At the RSC roundtable, Drewes said she prepared a short audio but that it wouldn’t play.
“I’ll tell you what it was,” Drewes recalled telling them. “It’s the sound of a mother screaming that just saw her child being taken out in a body bag that was poisoned by fentanyl. I made that same cry or scream on Jan. 28, 2019. Every mother in this room has made that same God-awful scream. 108,000 American mothers made that scream in the United States last year alone. How many of us have to scream? How many of us have to bury our children before you heard us?”
Drewes also presented the RSC with a large box of obituaries from those that were lost, which she had collected from across the country.
“I told them, ‘I was going to mail this to the president. But I knew that he would probably never receive them. I knew that he would never receive them. So I am entrusting you to see to it that he gets these.’ So Jim Banks [a congressman from Indiana who serves as the chairman of the Republican Study Committee] is the one that actually took the obituaries to see to it that the president got them.”
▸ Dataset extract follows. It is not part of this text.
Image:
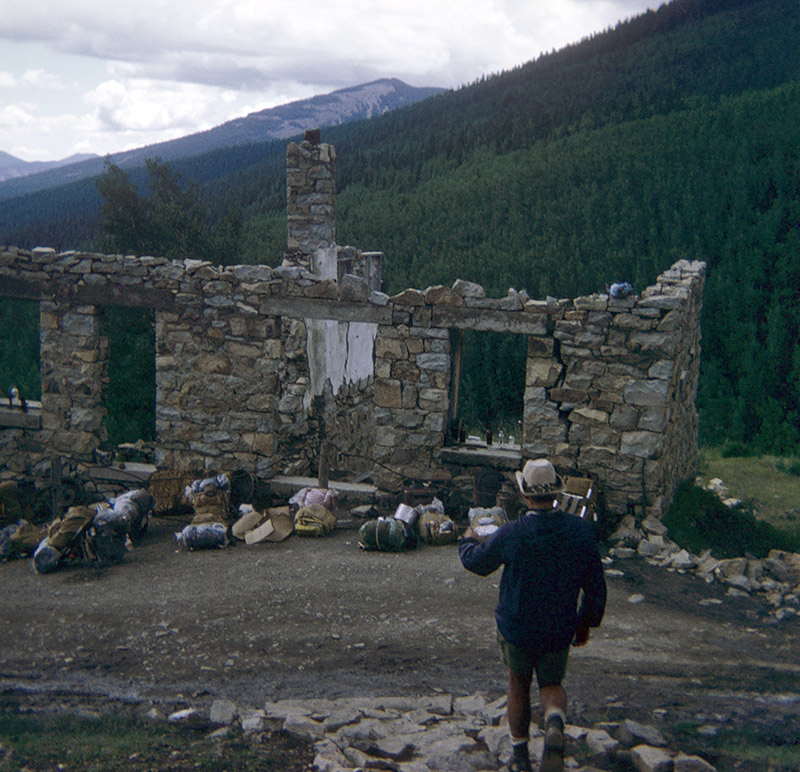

She said that the committee agreed with the group that more has to be done and announced that they are working on a bill to address rainbow fentanyl, which is directly marketed to children and looks like candy.
“We want fentanyl labeled as a weapon of mass destruction,” Drewes said. “We want the Mexican cartel labeled as terrorists, because that’s what they are.”
Drewes said that she had been scheduled for an interview on FOX News but that the death of Queen Elizabeth bumped her segment. She joked that the media was apparently more interested in a queen’s death overseas than tens of thousands by fentanyl on our own shores.
“But kudos to FOX News,” she said. “They did cover us all day on Saturday.”